Forum Moderators: goodroi

Message Too Old, No Replies

Should XML sitemap ONLY include actual URLs (not sort variants, etc)?

XML sitemaps and sort variants

         

domino66

4:10 pm on Feb 9, 2015 (gmt 0)

10+ Year Member Top Contributors Of The Month



I used the free Xenu program to generate an XML sitemap for my medium-sized Q&A site that has around 1,500 individual URLs.

HOWEVER, when I opened the XML file it generated, I saw that it actually included about DOUBLE the number of URLs my site actually has, because it included all sorts of variants of the same pages, for example with different sort orders or filters applied. So included in the XML sitemap were URLs like:
- http://example.com/threads?direction=asc&page=17&sort=title (index of threads sorted by title)
- http://example.com/threads?direction=desc&page=2&sort=title&tag%23Education=on (index of threads with both a sort-by-title and category-filter applied)
- http://example.com/threads/show/2283-lawyer?sort_by=newest (an individual Q&A page with content sorted by date)

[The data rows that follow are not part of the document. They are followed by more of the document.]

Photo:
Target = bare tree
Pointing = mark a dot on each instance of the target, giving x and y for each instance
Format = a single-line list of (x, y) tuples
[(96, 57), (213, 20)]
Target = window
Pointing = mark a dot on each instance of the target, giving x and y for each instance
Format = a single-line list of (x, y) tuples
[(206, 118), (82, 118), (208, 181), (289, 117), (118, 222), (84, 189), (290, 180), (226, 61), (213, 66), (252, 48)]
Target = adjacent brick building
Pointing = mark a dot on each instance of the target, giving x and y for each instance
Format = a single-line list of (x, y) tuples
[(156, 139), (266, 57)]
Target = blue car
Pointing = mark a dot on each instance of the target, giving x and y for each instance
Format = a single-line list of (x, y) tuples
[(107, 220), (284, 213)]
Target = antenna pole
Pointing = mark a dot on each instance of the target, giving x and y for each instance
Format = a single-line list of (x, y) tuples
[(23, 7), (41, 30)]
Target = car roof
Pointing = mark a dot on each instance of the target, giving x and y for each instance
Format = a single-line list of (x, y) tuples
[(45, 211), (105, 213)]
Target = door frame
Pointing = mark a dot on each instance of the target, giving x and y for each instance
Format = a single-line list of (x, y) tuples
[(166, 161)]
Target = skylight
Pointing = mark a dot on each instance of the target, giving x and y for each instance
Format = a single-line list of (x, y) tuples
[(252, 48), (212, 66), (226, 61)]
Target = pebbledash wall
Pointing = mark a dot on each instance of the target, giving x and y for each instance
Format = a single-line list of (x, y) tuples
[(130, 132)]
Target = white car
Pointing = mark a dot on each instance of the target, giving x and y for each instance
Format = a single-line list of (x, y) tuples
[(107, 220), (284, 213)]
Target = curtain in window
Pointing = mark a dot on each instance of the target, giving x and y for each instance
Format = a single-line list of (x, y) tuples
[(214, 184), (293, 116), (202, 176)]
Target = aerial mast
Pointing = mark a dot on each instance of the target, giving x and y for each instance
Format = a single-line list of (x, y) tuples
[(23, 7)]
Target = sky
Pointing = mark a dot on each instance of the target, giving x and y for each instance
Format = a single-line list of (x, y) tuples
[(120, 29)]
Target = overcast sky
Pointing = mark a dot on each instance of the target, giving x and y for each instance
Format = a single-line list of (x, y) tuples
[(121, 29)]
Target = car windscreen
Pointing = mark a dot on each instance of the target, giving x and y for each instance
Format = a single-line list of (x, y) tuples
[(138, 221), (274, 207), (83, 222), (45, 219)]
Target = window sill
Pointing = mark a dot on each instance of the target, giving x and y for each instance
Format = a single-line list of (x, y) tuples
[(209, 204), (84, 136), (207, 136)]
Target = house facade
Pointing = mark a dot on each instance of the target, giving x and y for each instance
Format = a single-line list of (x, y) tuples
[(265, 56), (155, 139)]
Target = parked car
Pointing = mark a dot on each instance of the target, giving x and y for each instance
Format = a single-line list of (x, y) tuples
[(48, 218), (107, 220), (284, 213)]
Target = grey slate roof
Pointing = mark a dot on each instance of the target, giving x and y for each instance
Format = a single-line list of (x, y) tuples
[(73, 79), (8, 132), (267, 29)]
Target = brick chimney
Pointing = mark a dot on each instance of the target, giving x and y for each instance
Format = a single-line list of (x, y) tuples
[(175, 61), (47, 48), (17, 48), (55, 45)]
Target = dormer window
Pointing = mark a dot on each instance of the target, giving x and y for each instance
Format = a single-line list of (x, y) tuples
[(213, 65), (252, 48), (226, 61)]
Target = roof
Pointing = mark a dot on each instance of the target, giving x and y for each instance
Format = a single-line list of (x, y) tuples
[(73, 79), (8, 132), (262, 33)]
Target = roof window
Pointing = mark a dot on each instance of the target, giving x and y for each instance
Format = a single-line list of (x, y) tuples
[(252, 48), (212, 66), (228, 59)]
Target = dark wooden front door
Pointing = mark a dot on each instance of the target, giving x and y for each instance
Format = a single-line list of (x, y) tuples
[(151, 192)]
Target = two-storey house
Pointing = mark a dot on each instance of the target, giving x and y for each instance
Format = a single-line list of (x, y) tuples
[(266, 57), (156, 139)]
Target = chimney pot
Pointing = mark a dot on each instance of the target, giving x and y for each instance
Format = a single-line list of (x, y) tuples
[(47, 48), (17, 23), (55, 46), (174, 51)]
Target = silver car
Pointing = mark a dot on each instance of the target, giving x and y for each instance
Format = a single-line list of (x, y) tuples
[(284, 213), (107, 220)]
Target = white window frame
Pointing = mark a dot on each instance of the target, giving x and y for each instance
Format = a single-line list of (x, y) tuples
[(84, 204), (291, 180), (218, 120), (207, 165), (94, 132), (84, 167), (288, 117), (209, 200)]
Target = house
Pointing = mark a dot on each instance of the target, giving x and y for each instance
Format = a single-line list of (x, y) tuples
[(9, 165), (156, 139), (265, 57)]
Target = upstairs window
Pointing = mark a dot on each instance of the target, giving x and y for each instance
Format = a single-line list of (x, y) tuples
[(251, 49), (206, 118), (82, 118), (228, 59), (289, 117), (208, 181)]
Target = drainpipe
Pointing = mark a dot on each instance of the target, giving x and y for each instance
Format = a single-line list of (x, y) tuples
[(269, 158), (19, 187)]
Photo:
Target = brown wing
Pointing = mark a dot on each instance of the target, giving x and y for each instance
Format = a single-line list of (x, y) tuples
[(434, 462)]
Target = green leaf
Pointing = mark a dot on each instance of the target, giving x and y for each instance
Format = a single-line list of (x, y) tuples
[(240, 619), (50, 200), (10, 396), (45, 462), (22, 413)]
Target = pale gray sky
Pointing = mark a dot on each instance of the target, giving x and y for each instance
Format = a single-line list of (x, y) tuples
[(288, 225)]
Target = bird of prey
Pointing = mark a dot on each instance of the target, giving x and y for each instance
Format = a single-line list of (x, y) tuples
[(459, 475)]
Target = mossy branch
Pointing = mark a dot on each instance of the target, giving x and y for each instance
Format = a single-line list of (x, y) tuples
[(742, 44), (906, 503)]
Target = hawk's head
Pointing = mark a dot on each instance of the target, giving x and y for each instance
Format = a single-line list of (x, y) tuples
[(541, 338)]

My question is simply whether those URL variants belong in an XML sitemap or not. Or does it really not matter (aka will Google ignore them anyway)? I figure cleaner is always better, so should I manually remove all of the URLs that are just sort/filter variants, leaving only "real" URLs?

lucy24

5:05 pm on Feb 9, 2015 (gmt 0)

WebmasterWorld Senior Member 10+ Year Member Top Contributors Of The Month



List only those URLs you want search engines to crawl. That's what the sitemap is for: "You may have overlooked this subdirectory which is hiding behind three layers of scripting".

:: insert boilerplate about whether an xml sitemap is even necessary at all ::

Including duplicate URLs in a sitemap would seem to be just asking for trouble.